Herbert Ross: The director who “bonded” his entire cast in despising him

Being a director is a tough gig. It requires both an encyclopaedic understanding of the project you are undertaking and the uniquely positioned ability to cajole and comfort your cast. Not all Hollywood filmmakers are up to the task.

Imagine trying to keep a whole crew of people happy on set while still trying to deliver a singular vision of your art, all the while pleasing a studio and ensuring to make some money. Add in a few egos to the pot and you may have a stew that’s acrid and potentially damaging. However, some filmmakers can make such an unwelcome meal all by themselves.

Herbert Ross had built himself a reputation long before he took the reins of the 1989 Steel Magnolias. An actor and choreographer before he became a director specialising in musicals and comedies, Ross was unashamedly a proponent of the old school side of filmmaking.
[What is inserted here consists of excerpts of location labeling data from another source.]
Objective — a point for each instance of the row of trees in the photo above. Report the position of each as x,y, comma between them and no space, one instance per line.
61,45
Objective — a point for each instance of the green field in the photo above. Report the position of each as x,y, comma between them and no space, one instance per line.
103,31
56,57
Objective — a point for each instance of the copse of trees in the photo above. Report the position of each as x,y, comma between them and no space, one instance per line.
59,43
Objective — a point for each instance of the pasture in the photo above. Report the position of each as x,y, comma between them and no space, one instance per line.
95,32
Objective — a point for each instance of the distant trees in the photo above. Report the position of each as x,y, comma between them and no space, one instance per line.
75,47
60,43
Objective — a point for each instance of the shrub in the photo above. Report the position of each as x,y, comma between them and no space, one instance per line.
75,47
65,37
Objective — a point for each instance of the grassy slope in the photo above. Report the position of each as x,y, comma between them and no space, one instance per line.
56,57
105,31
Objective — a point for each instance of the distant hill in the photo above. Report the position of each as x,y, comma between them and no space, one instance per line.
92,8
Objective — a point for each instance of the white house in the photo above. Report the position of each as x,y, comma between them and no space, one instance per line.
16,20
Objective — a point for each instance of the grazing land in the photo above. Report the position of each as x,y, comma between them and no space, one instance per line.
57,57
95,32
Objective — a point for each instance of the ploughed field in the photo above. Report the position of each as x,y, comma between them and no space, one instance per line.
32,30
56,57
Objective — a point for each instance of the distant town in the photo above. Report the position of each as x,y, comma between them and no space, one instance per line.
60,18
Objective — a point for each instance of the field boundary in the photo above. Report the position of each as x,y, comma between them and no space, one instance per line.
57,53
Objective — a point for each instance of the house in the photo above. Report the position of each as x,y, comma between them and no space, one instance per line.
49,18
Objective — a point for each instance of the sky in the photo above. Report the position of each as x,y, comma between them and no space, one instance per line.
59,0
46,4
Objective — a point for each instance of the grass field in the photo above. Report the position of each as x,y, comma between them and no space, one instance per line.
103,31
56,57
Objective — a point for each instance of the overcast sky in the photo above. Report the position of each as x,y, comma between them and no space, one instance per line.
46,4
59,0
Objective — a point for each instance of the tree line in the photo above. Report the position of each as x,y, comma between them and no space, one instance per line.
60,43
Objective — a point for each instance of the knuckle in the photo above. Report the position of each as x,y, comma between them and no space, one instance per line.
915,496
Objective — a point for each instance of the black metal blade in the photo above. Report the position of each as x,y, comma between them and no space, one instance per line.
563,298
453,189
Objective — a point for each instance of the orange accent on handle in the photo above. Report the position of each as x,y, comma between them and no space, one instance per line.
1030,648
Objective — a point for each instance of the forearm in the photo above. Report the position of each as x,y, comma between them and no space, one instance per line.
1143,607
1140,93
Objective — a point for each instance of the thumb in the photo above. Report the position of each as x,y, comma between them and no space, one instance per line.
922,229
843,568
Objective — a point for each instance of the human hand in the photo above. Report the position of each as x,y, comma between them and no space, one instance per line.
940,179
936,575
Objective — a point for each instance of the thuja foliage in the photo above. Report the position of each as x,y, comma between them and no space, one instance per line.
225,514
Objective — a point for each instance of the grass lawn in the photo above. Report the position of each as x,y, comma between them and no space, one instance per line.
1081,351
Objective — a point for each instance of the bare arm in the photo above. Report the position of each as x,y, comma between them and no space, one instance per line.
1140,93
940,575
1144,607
A Broadway native, he was a pointedly tough director, rarely accepting anything less than absolute perfection. It was this kind of dedication that had gained him an Academy Award nomination in 1977 for Turning Point and helped him hit mainstream cinemas with a one-two step on 1984’s Footloose.

However, when he approached Steel Magnolias, he found a cast he deemed well below the watermark of what was necessary to make a major motion picture. Ross seemed a shoo-in for the director’s role, considering the script’s origin as a play, but the cast was just as hefty with fame; Sally Field, Dolly Parton, Shirley MacLaine, Daryl Hannah, Olympia Dukakis, and Julia Roberts were all given roles.

A real tearjerker, the movie relies on the famous names’ ability to deliver the charged emotion of the scenes, something the director felt they rarely achieved. For some directors, this would be a point of discussion, a teaching moment perhaps; however, for Ross, it was more simply a time to put down his cast, with a special charge for the newcomer Julia Roberts.

In a 1993 interview, he said that Roberts “looked bad and gave a very bad performance” in the movie, but it seemed as though the issues started on set. Sally Field remembered in 2013 how the hate from Ross didn’t hurt or divide them, but had the opposite effect: “My deepest memories of the film were how we bonded together after he told one of us or all of us we couldn’t act. He went after Julia with a vengeance. This was pretty much her first big film.”

Roberts didn’t take it lying down and later called him “mean and out of line” in a brutish response before following up: “If he thinks he can talk about me in such a condescending way and not have me say something about it, then he’s nuts”.

It was a common theme. Dolly Parton, not known for her acting but more for her stunning disposition, was equally unhappy with Ross, who repeatedly insulted her on set for her lack of performance: “I’m not an actress, I’m Dolly Parton. I’m a personality who has been hired to do this movie. You’re the director. It’s your job to make me look like I’m acting.”

Directing is definitely a tough job, and there’s a great deal of difficulty attached to seeing it through. One task for all filmmakers is to provide a unified set; however, you should usually try to avoid unifying everyone against you, like Herbert Ross did.